Letztes Update am Do, 25.04.2019 14:19

APAOnlineticker / Tiroler Tageszeitung Onlineausgabe


Kein Kinderlachen mehr in den Straßen von Sri Lanka



Colombo (APA/AFP) - Die Straßen von Katuwapitiya, einem Ortsteil von Negombo im Westen von Sri Lanka, sollten erfüllt sein vom Lärm spielender Kinder. Doch nach den tödlichen Anschlägen am Ostersonntag, bei denen auch mindestens 45 Kinder ums Leben kamen, herrscht Stille. „Diese Straßen sind normalerweise voller spielender Kinder“, sagt Suraj Fernando, dessen 12-jähriger Enkel Enosh ebenfalls getötet wurde.

„Jetzt sind alle zu Hause, weil sie traurig sind und Angst haben.“ In der St.-Sebastian-Kirche in Negombo sprengte sich während des Oster-Gottesdienstes ein Selbstmordattentäter in die Luft. Die Kirche war eines von drei Gotteshäusern und drei Hotels, die am Sonntag von Islamisten angegriffen wurden.

In Katuwapitiya gab es besonders viele Opfer. In nahezu jeder Straße hier stößt man auf eine Geschichte unvorstellbaren Leids. Da ist die 43-jährige Anusha Kumari, die von einer Mutter zweier Kinder zu einer trauernden Witwe wurde. Sie verlor bei den verheerenden Angriffen ihren Ehemann Dulip, ihren 13 Jahre alten Sohn Vimukthi und ihre 21-jährige Tochter Sajeni.

„Wir standen uns als Familie so nahe, und nun bin nur noch ich übrig“, sagt sie schluchzend und schlägt sich voller Schmerz gegen die Brust. Nebenan wohnte ihre Schwägerin mit ihren drei Kindern im Alter von sieben bis 13 Jahren. Sie kamen ebenfalls ums Leben, alle.

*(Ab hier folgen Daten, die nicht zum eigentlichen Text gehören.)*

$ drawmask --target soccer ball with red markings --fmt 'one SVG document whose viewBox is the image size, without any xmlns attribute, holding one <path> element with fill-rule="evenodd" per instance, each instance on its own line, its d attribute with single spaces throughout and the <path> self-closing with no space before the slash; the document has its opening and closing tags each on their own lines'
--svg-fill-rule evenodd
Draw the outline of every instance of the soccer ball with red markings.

Dem UNO-Kinderhilfswerk UNICEF zufolge wurden bei den Anschlägen am Sonntag mindestens 45 Kinder getötet, 27 davon in Negombo. Unter ihnen war auch die 13 Jahre alte Shine Fernando, die am Mittwochnachmittag zur letzten Ruhe gebettet wurde. Vor ihrer Beisetzung war sie in einem offenen Sarg aufgebahrt, bekleidet mit einem rosafarbenen Kleid und einem Rosenkranz in ihren gefalteten Händen.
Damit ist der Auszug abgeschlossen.